As pistas mais destacadas no traçado vermelho são as ruas Halfeld, Santo Antônio, Floriano Peixoto e Batista de Oliveira, além das mesmas avenidas que possuem fluxo intenso. “O mapa de ciclorrotas consegue sinalizar com poucos recursos, usando apenas placas e tinta. E isso a Prefeitura dispõe. Dessa forma, a gente consegue contribuir para melhorar as condições de ciclabilidade nas vias”, explica Guilherme Mendes, coordenador do Mobilicidade JF. Além do grupo, participaram da oficina integrantes dos movimentos Bike Anjo, da União dos Ciclistas do Brasil (UCB) e da ONG Transporte Ativo, do Rio de Janeiro. A previsão é de que, em meados de maio, o projeto seja entregue à Settra.
Recuperar o atraso
De acordo com o titular da Settra, Rodrigo Tortoriello, a ideia é avaliar o mapa de rotas para a elaboração conjunta de estratégias para que a bicicleta seja implantada como meio de transporte. “Estamos inserindo a discussão no dia a dia da pasta. Infelizmente não há uma cultura do uso da bicicleta como meio de transporte. Com base no diálogo, vamos recuperar o atraso da falta de debate. Os dados e projetos que estamos recebendo podem ser utilizados a fim de desenvolver uma pesquisa mais aprofundada e oferecer opções viáveis.”
O analista de sistemas e ciclista Kico Zaninetti, 32, diz que não seria preciso construir ciclovias se houvesse uma população mais consciente: “Como não há esse respeito, a estrutura cicloviária é importante.
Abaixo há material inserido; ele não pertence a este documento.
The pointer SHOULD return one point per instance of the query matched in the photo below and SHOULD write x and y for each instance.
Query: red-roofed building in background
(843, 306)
Esperamos que, dentro da disponibilidade, a Prefeitura possa nos atender.”
Para o coordenador do movimento Guilherme Mendes, a questão do espaço nas vias passa por uma conscientização para além da prioridade do automóvel. “Tudo é resultado da educação e do respeito. As vias de Juiz de Fora têm espaço para ambos os veículos, mas ele é mal aproveitado. Pensamos na cidade para os seres humanos, mas infelizmente, no Brasil, existe essa hegemonia de pensamento das ruas feitas para os carros.”
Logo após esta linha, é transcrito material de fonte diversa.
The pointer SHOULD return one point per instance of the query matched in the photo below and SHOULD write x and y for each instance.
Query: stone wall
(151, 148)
Enquanto falta conscientização, pessoas que utilizam a bicicleta como meio de transporte acabam sofrendo graves consequências, como o pedreiro Mário Lúcio de Souza, 57: “Trabalho em obras e uso sempre a bicicleta quando não tenho vale-transporte. A gente vê alguns perigos, inclusive já me acidentei duas vezes. Numa delas, na Rua Dom Silvério (Alto dos Passos), um Fusca atravessou na minha frente, e eu fui lançado por cima do carro. Só acordei no HPS. Na época, quebrei braço e clavícula”, conta.
Conscientização deve vir dos dois lados
Questões de segurança devem ser adotadas tanto por ciclistas quanto motoristas na utilização das vias. A administradora Francine Lisandra Cláudio da Silva, 38, reforça a atenção que ambos devem ter. “Não só os motoristas, mas os ciclistas. O respeito tem que ser recíproco. Parar no sinal, parar para o pedestre passar, sinalizar antes de entrar num cruzamento, se vai passar direto ou fazer um retorno. A falta de segurança acaba impedindo que o uso da bicicleta seja maior.”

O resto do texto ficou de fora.